The San Francisco Police Officers Association called on Harris to recuse herself and her office from the case and to turn it over to California’s attorney general. The move followed an April 21 two-hour meeting that the union organized after angry rank-and-file officers started circulating a petition urging Harris to reconsider and planned a march on her office.

“The murder of Officer Isaac Espinoza has taken our members to a new level of frustration, emotion, anger,” said union President Gary Delagnes, surrounded by about 200 grim-faced officers, those in uniform still wearing black mourning bands over their badges. “And I think at this point , what we are asking is that the district attorney of San Francisco do her job.”

“Officer Isaac Espinoza made the ultimate sacrifice. We believe, in the interest of justice, his killer should also pay the ultimate price,” Delagnes said, adding that the union had the backing of Police Chief Heather Fong, who refused to comment.

Harris wasn’t persuaded by the unified front shown by the police.

“I have a responsibility to uphold the law, enforce the law and prosecute crimes and I intend to do it in this tragic case,” she said. “I have not been presented with a situation where I require the assistance of the attorney general.”

Harris, citing her moral opposition to capital punishment as well as the unlikely odds of obtaining a death sentence in San Francisco, announced she would pursue a sentence of life without parole for David Hill, 21, less than three days after Espinoza, 29, was gunned down with an assault rifle on April 10. Hill has pleaded not guilty.

At the time, it appeared that Harris had the police department’s reluctant backing. Delagnes stood shoulder to shoulder with her at a news conference and said she had a point about the difficulty of persuading a San Francisco jury to condemn criminals to death.

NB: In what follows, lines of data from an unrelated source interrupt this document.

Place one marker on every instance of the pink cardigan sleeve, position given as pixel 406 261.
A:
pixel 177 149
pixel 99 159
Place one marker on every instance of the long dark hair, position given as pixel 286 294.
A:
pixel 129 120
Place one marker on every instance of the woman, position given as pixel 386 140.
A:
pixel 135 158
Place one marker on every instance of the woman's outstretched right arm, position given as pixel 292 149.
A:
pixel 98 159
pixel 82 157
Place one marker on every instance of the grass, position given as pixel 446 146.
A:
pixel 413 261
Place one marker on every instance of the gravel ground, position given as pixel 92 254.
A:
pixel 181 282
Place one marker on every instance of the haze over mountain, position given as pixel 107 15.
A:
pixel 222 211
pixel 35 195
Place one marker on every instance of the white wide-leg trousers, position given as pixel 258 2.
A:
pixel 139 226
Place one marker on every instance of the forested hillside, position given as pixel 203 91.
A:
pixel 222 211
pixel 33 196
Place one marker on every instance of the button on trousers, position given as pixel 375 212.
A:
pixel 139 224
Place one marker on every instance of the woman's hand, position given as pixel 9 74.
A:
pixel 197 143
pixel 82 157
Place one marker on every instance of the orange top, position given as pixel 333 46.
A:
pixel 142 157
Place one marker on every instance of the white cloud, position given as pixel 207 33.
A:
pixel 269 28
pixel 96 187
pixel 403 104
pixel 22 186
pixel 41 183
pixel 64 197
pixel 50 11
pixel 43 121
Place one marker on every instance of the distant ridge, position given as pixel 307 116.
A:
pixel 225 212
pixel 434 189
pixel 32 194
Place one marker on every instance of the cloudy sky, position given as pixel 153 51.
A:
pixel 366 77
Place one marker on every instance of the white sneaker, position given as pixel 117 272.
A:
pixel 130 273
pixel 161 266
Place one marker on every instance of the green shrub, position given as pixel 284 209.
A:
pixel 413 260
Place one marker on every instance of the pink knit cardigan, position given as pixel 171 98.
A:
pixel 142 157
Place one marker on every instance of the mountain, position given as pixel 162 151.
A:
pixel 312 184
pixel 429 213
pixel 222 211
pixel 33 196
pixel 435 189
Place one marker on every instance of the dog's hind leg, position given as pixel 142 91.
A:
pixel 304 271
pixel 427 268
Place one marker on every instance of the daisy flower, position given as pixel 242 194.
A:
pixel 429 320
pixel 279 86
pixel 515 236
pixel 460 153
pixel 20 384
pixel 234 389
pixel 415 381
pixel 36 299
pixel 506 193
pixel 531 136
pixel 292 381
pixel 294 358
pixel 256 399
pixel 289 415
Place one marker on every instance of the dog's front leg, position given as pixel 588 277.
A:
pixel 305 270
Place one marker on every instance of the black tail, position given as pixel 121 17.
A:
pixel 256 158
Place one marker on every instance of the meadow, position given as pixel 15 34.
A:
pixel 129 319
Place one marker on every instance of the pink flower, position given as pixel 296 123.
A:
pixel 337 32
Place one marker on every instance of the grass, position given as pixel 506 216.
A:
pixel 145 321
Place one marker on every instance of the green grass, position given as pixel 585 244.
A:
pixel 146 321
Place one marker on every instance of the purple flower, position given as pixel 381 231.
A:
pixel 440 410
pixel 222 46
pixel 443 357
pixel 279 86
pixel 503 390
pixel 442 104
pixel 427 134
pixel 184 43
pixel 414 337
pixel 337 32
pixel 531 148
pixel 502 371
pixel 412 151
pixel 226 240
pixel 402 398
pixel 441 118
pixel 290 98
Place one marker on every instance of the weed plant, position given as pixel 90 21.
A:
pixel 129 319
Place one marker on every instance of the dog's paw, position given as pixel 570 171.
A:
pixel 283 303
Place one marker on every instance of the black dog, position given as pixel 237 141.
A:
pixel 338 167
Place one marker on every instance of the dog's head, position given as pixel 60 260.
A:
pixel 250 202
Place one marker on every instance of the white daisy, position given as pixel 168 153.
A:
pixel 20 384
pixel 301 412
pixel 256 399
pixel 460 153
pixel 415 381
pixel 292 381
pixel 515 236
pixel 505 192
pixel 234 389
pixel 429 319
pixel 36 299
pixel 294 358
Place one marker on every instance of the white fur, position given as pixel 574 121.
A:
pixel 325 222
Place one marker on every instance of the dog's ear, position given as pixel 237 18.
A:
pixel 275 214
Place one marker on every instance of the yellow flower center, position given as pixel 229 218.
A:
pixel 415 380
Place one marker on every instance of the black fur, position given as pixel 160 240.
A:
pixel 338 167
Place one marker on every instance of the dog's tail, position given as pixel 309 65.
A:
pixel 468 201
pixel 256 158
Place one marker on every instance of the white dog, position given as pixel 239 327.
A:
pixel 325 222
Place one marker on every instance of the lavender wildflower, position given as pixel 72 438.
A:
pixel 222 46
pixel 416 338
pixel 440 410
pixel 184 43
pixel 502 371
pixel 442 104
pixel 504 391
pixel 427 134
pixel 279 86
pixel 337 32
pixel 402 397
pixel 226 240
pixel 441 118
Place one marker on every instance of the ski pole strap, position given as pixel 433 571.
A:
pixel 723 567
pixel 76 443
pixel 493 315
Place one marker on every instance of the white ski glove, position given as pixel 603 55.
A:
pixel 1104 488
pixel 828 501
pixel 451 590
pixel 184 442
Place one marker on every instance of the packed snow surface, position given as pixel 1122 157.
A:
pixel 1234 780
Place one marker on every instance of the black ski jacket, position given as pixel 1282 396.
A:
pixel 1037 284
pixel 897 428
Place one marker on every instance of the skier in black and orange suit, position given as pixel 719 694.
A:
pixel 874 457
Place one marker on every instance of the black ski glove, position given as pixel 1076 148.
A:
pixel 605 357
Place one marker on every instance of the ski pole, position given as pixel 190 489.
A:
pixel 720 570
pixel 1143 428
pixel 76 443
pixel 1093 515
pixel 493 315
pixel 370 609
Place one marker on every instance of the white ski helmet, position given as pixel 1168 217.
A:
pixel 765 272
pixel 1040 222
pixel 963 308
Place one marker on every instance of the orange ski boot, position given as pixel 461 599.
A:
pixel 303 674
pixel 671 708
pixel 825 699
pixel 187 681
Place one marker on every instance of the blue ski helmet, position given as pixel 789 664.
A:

The backlash erupted at Espinoza’s April 16 funeral, when Sen. Dianne Feinstein drew a standing ovation with her statement that a police officer’s death is “the special circumstance called for by the death penalty law.” Later, Feinstein said she never would have endorsed Harris had she known her opposition to the death penalty extended to officers.

Along with the petition drive, the senator’s candor prompted Fong and her command staff to issue a memo to the department’s 2,100 officers stating they wanted Harris to change her stand.

“To do anything less dishonors the memory of all fallen officers and diminishes the lives of those who, on a daily basis, risk their lives for the sake of the public’s safety,” they wrote.

The last officer to be killed on duty in San Francisco was James Guelff, who was shot by Vic Lee Boutwell, a carjacker, in November 1994. Police fatally shot Boutwell before he could be arrested. According to statistics compiled by Harris’s office, only two people have received death sentences from San Francisco juries during the last 40 years, and neither was charged with killing an officer.

Fifteen people were arrested and prosecuted in the deaths of 11 San Francisco officers since 1956, but none of them were sentenced to death. Four of the killings occurred between 1972, when the U.S. Supreme Court declared California’s capital punishment law unconstitutional, and 1978, when it was reinstated, according to the district attorney’s records.